Written By, Joel G
October first, and as I seem to at this time of year, I’m thinking about my sobriety date—which is a few days away—and I’m thinking about how it’s been. I hear the neighbor coughing in his back shed and I can smell that skunky smell. He’s always out there around this time, choking down his hits, hiding from his kids. Of course, they know what’s going on, they always do; I always did.
My wife is reading and listening to music. We’ve been together since 2005, we were friends for ten years before that, and she’s never had to see me high (I got clean October 6th, 1989). It will be thirty-six years if I can just make it till Monday, but I suspect I probably will.
Thirty-six passes around the sun, one spin at a time feels like a long time, and makes me feel old. I have to try pretty hard now to remember those last desperate days, weeks, and months prior to putting weed down for good. I’m thinking lately about myself, critiquing myself, judging myself, all the while knowing how ultimately pointless that is except as it relates to making changes from this moment on. I’m one of those “marijuana and all other mind-altering substances” kind of addicts in recovery. I don’t lean on any of it. I face what comes clear-minded and faithful. I have seen and been around a lot of alcoholics and other kinds of drug addicts in my time, but marijuana was always my drug of choice, and Marijuana Anonymous has always been my home.

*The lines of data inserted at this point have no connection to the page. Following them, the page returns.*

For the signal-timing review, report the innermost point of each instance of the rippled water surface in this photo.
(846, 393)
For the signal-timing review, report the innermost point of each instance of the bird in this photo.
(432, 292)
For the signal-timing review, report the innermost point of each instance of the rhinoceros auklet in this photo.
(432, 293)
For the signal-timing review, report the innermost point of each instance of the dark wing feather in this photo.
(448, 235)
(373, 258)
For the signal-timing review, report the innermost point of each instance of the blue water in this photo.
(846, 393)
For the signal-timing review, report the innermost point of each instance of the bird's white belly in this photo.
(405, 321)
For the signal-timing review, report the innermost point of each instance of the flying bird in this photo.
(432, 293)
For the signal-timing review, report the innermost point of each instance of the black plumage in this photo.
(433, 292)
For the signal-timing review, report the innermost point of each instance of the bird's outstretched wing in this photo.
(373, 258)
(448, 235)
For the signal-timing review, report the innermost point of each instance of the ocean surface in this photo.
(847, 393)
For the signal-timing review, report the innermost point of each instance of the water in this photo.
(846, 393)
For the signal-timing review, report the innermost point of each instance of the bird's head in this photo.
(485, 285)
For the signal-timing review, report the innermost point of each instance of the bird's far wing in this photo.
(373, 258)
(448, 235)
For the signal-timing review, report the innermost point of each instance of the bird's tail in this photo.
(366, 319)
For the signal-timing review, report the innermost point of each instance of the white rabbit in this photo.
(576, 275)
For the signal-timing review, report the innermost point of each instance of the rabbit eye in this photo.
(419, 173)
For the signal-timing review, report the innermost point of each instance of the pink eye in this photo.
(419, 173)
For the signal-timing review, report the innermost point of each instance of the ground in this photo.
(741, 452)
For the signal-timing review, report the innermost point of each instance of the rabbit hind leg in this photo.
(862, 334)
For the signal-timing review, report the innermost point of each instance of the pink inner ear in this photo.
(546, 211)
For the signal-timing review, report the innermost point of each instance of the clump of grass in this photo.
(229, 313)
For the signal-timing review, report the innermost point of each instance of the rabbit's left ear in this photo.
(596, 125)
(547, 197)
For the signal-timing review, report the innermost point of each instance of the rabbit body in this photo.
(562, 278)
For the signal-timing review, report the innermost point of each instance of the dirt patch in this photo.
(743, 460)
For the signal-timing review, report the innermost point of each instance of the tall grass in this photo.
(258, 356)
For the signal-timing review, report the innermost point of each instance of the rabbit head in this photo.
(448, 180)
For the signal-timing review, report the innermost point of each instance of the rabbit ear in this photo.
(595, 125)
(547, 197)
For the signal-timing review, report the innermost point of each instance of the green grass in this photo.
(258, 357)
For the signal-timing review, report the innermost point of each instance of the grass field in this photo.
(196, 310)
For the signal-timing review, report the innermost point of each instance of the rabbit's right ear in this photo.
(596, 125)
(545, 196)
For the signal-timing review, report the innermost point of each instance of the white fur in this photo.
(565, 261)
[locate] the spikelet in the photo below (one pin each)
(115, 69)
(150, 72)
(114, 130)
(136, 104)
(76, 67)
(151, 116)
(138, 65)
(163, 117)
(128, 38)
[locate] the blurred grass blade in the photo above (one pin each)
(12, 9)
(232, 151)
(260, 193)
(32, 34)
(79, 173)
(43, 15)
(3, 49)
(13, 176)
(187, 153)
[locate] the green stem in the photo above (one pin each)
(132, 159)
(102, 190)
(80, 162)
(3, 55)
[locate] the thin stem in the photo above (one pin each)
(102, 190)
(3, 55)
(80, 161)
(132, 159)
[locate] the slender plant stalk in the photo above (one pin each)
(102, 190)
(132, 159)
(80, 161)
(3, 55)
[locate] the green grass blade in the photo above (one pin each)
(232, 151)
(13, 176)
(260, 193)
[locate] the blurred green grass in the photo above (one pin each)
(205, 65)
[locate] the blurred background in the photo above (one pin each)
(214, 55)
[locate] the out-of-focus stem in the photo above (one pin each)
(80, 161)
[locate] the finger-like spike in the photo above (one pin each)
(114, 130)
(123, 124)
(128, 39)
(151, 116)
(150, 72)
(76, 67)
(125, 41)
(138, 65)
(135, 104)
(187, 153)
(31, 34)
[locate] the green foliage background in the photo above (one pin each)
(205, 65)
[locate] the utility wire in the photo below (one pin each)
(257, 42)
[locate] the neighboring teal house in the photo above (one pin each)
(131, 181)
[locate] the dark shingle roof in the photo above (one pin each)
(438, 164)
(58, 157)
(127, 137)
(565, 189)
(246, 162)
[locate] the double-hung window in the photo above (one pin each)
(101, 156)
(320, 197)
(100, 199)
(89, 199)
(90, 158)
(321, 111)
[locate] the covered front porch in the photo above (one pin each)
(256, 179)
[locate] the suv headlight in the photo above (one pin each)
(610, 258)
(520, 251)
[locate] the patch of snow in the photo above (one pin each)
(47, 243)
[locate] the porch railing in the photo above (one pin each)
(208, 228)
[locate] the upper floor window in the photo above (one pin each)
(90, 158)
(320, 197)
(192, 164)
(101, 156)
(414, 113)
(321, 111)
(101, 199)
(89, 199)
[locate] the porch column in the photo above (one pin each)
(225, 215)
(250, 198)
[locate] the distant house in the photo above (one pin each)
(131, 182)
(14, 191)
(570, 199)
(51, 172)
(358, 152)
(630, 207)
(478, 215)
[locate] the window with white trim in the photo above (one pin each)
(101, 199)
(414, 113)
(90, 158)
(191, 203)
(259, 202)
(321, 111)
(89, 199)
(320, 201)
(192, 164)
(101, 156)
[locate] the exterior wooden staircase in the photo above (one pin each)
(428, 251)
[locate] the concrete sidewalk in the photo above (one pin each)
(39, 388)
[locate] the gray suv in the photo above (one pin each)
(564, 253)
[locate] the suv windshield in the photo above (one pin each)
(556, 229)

Most of those I’ve known that have died haven’t died because of weed, mostly it was booze, a few it was heroin and things like that. But marijuana was killing me when I was using it. Killing all the good future I could have had, that I do have. There is no way that I could have gone to graduate school, married my wonderful wife, or had the interesting and rewarding career I’ve had if I had been getting stoned.
So, what are my regrets about my sober years? Mostly they are about the extra steps I could have taken to reach out to others. Especially a couple that I cared about who died. Marijuana Anonymous, is however a program of attraction not promotion. I know I did help one guy, maybe two, and who knows, maybe a few others of whom I am not directly aware. I will however always think of Nancy, whose dad came to my house one afternoon begging me to help her, and I did not, or more likely could not. She died a couple months later. It wasn’t weed that did it, it was booze, but still I wish I’d gone to find her and made an offer to help. I wish she had the opportunity to still be alive. She was my friend’s kid sister and younger than me.
What I truly believe, when It comes right down to it, is that we do what we can, and sometimes what we must. I can’t kid myself either, that another person’s life or death is ultimately in my hands. I’m talking about whether someone gets clean and survives. I know that I don’t have that kind of power, but I also remind myself to try and to do what I can when the path is clear before me. I continue to work with addicts, with the one guy I sponsor, and with the many I see each week in my professional practice. I also try to be a good husband, son, and brother. And every day for the past 13,149 I haven’t gotten high. It’s another day soon to be over too. The coughing neighbor has gone inside. The smell of his skunk-weed blows off and the air is fresh again. My dog is looking right at me and I could swear that he’s smiling.